Sheila Hicks: Weaving as Metaphor
New York: Yale University Press for The Bard Graduate Center for Studies in the Decorative Arts, Design, and Culture
Edited by Nina Stritzler-Levine, with texts by Arthur C. Danto and Joan Simon
This book is an object. Its white embossed, textured hard cover is soft to the touch, with 5 cm-thick, 418 rough-sawn page edges that contribute to its sculptural heft. Not particularly large, as books go: 22 cm height x 15.5 cm wide. It’s the juicy ratio of height-times-weight-times-thickness that qualifies it as a full-on object. It can function as a one-hander, but it’s better with two.
Sheila Hicks, an American icon of contemporary textile practice since the 1950s, has for decades made small weavings and studies made of found objects including natural materials, bits of paper, rubber bands and plastic – notations in miniature of her everyday life – reflections on decades of travel, rich studio experimentation, straight-ahead loom weaving, rambling material studies and design explorations.

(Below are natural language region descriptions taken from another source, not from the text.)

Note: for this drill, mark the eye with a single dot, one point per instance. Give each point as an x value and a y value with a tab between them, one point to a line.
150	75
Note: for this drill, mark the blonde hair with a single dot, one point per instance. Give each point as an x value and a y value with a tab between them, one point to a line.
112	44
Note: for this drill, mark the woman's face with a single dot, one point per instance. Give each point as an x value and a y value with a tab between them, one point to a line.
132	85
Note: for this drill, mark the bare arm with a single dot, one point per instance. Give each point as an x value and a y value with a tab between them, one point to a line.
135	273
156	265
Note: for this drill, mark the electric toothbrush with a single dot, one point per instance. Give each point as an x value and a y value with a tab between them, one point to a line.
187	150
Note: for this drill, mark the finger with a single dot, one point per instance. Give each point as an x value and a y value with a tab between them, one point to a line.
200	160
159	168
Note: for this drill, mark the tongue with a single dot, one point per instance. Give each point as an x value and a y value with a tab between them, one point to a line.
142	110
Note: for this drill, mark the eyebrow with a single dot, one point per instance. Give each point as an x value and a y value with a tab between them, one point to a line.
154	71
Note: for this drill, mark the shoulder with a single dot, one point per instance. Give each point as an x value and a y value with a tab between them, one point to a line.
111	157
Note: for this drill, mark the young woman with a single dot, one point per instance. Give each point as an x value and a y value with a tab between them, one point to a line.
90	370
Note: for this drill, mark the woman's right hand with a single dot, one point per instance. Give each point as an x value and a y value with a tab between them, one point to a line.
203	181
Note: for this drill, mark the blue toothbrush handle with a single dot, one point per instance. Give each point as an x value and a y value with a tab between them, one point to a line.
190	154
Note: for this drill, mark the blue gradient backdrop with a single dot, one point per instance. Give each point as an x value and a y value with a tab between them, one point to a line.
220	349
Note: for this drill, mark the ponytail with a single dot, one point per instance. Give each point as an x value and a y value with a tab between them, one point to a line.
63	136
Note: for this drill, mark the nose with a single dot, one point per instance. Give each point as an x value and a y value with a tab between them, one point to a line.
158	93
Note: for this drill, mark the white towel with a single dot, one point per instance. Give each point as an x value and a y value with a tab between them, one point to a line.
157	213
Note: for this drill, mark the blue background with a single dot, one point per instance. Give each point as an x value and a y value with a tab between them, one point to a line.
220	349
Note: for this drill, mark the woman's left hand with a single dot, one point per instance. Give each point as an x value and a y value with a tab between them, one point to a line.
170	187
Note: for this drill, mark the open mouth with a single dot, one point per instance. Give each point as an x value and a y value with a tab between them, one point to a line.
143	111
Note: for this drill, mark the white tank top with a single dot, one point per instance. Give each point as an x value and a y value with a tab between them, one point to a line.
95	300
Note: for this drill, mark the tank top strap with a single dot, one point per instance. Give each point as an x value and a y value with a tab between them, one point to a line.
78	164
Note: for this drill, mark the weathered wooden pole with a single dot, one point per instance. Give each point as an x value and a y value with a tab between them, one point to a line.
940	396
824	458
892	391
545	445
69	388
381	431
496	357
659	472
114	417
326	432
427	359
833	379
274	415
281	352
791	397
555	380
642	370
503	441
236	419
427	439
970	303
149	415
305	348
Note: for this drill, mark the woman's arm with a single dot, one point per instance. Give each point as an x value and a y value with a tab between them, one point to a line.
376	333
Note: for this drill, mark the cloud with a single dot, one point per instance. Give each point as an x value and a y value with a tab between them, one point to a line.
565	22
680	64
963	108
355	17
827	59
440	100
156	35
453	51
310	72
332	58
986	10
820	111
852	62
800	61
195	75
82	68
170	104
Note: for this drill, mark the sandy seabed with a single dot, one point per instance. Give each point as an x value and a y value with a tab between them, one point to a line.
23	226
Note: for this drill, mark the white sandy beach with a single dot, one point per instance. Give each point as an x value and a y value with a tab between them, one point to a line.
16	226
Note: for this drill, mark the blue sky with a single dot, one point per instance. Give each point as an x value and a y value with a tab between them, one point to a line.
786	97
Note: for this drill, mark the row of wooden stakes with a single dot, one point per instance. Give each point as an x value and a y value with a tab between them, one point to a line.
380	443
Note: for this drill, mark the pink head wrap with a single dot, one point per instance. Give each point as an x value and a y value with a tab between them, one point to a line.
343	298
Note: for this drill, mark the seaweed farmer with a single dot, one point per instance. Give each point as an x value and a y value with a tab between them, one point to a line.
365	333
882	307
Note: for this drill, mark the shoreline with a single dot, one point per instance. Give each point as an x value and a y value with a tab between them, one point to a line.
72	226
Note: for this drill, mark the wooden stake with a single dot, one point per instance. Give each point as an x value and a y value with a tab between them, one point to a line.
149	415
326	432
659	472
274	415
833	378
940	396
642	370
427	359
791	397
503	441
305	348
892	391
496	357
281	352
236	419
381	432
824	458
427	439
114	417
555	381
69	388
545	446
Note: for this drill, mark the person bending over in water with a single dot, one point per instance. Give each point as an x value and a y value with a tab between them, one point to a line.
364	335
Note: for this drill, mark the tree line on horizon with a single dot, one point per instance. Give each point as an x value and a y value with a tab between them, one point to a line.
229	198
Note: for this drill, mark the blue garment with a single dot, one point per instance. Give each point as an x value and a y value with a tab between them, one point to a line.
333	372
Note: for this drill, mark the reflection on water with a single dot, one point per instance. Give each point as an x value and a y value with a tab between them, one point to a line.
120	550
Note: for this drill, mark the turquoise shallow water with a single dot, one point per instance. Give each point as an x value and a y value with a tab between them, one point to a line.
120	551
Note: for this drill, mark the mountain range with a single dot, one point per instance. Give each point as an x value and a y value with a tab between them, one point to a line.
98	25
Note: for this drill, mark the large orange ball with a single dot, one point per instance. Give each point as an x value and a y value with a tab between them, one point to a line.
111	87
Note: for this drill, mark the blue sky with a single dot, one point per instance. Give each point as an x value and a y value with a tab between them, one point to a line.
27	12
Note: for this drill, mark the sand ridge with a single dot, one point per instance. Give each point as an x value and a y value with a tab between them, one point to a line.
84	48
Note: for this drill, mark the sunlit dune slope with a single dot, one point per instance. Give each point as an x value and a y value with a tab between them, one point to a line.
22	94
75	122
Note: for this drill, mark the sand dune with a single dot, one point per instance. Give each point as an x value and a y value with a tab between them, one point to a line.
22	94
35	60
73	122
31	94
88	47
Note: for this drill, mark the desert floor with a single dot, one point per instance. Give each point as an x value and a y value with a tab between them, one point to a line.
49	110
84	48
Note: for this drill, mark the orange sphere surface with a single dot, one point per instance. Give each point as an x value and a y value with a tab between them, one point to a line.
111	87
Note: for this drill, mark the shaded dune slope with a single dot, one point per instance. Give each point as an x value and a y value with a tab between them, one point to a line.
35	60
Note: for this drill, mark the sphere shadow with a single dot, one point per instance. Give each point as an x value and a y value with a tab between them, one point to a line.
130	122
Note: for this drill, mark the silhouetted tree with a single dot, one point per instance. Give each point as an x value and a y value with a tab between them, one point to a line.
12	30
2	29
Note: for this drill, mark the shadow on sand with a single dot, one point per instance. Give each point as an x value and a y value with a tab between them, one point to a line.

This catalogue of her 2006 exhibition at New York’s Bard Graduate Center visually documents nearly 200 of her miniatures with sensitively scaled photographs and first-person anecdotes surrounding their existence. Of her 2005 Cluster of Sounds, made of fine synthetic threads, she writes “Ninety colors intermingle, fuse into a muted mass, and become a tangled tone cluster. The more colors there are, the less color is distinguishable. How many colors make gray, and how many grays are there?”
If you are in New York this spring, don’t miss Sheila Hicks’s monumental installation “Pillar of Inquiry/Supple Column” (2013–14) on the 4th floor of this year’s Whitney Biennial.